19And it came to pass, that when the gates of Jerusalem began to be dark before the sabbath, I commanded that the gates should be shut, and charged that they should not be opened till after the sabbath: and some of my servants set I at the gates, that there should no burden be brought in on the sabbath day. 20So the merchants and sellers of all kind of ware lodged without Jerusalem once or twice. 21Then I testified against them, and said to them, Why lodge you about the wall? if you do so again, I will lay hands on you. From that time forth came they no more on the sabbath.

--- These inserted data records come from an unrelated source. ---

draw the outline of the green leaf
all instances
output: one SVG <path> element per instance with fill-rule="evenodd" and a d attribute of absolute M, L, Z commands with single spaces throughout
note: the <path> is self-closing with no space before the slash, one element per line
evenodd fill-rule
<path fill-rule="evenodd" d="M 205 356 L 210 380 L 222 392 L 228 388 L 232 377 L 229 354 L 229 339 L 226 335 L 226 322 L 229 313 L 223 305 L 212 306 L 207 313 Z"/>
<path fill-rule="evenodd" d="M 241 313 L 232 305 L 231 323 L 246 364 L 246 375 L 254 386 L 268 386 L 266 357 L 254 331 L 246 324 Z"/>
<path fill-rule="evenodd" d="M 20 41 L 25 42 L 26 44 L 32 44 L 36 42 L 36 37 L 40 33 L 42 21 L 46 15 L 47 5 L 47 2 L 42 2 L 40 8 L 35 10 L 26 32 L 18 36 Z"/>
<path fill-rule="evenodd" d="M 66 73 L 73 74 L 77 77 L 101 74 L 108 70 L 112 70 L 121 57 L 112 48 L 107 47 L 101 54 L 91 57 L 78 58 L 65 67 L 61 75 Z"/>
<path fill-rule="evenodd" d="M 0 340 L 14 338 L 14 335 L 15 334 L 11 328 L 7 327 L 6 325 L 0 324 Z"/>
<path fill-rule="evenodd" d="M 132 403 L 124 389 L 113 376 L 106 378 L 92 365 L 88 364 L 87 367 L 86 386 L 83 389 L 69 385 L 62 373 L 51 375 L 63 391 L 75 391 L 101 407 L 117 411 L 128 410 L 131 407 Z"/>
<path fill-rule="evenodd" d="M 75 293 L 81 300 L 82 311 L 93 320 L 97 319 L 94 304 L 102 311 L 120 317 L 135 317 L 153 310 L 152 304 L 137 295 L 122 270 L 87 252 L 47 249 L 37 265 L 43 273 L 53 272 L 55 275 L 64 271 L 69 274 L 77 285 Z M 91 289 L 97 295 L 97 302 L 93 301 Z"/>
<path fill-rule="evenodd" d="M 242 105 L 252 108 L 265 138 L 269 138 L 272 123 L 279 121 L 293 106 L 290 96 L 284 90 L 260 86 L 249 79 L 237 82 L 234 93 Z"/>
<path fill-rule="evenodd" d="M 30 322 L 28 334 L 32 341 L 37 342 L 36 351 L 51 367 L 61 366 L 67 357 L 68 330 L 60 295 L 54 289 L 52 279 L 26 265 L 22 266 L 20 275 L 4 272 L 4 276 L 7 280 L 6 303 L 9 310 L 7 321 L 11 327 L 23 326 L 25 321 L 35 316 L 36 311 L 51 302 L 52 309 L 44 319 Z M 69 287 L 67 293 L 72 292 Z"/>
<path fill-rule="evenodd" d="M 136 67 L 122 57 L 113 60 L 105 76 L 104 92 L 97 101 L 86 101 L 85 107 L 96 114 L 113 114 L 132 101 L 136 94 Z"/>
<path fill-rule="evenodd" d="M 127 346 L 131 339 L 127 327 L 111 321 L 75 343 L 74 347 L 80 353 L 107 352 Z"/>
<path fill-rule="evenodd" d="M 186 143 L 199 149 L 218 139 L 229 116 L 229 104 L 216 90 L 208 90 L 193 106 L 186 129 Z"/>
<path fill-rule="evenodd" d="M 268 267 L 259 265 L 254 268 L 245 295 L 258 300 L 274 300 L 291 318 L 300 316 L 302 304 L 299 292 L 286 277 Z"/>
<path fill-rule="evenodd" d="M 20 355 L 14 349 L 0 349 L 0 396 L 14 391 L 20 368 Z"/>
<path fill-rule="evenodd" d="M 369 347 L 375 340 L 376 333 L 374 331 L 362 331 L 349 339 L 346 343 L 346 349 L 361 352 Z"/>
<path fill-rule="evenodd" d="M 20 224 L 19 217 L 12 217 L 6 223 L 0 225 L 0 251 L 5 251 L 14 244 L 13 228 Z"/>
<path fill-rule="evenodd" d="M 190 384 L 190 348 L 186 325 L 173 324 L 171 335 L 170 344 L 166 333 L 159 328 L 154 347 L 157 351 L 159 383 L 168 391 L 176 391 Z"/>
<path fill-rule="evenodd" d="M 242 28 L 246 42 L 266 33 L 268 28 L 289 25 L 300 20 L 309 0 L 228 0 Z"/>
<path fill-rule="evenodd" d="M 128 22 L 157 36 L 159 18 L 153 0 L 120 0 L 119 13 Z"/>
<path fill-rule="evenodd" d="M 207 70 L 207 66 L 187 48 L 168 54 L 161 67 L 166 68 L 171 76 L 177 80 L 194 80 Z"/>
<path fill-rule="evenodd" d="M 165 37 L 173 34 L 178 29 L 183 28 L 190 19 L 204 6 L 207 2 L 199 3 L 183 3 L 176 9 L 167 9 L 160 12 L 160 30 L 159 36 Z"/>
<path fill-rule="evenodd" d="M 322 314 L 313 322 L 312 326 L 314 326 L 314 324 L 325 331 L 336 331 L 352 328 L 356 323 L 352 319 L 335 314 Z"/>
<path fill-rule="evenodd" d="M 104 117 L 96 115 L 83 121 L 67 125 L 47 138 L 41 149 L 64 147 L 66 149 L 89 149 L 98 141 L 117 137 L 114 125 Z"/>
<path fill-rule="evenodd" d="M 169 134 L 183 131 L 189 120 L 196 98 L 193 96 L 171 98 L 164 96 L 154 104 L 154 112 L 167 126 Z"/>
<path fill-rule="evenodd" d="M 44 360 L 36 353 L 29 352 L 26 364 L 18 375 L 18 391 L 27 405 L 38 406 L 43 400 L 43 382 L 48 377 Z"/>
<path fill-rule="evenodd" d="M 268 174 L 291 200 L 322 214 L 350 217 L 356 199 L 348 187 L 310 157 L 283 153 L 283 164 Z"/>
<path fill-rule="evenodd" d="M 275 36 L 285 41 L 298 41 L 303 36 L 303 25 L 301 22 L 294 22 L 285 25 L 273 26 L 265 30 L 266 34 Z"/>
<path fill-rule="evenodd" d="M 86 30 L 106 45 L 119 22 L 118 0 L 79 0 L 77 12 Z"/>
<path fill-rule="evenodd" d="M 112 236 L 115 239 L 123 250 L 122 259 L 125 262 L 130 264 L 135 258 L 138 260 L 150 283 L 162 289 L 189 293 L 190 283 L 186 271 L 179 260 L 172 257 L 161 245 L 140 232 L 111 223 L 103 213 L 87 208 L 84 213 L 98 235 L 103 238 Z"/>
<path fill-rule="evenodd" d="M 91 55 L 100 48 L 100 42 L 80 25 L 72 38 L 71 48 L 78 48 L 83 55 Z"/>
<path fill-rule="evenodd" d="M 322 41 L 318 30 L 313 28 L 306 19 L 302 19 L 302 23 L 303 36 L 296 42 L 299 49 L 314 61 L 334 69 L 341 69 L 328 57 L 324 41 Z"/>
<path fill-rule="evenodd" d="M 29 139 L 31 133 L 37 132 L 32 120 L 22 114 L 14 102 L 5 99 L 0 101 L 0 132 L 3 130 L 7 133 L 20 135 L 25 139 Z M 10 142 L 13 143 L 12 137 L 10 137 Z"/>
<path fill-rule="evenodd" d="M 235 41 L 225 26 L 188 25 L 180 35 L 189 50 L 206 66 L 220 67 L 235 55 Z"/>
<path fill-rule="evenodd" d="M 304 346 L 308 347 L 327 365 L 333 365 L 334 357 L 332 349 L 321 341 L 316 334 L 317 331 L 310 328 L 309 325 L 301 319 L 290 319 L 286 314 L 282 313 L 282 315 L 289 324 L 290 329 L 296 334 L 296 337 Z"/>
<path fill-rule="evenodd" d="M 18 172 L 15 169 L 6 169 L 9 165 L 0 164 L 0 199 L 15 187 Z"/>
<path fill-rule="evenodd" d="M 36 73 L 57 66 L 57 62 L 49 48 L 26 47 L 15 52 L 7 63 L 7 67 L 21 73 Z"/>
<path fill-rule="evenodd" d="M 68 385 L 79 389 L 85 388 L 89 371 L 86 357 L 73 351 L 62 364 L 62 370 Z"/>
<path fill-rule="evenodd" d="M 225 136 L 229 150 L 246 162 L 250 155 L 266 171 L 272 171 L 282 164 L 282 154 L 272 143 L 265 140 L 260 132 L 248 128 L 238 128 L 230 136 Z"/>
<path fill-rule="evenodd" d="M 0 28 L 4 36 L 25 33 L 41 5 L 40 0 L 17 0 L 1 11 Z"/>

This bit of Scripture is often used to support an even to even reckoning of the day. My question is, why does it matter when they closed the gate? That is what is usually mentioned here. The thing is, the gate was shut every night. Nehemiah 7:3
1Now it came to pass, when the wall was built, and I had set up the doors, and the porters and the singers and the Levites were appointed, 2That I gave my brother Hanani, and Hananiah the ruler of the palace, charge over Jerusalem: for he was a faithful man, and feared God above many. 3And I said to them, Let not the gates of Jerusalem be opened until the sun be hot; and while they stand by, let them shut the doors, and bar them: and appoint watches of the inhabitants of Jerusalem, every one in his watch, and every one to be over against his house.
I think we should be focusing on the break in the weekly pattern. This is the fact that the gate was not opened on the 7th day daylight period to keep the merchants out. We probably can agree on this. What we may not agree with is that I maintain this bit of Scripture has nothing to do with defining an even to even reckoning of the day.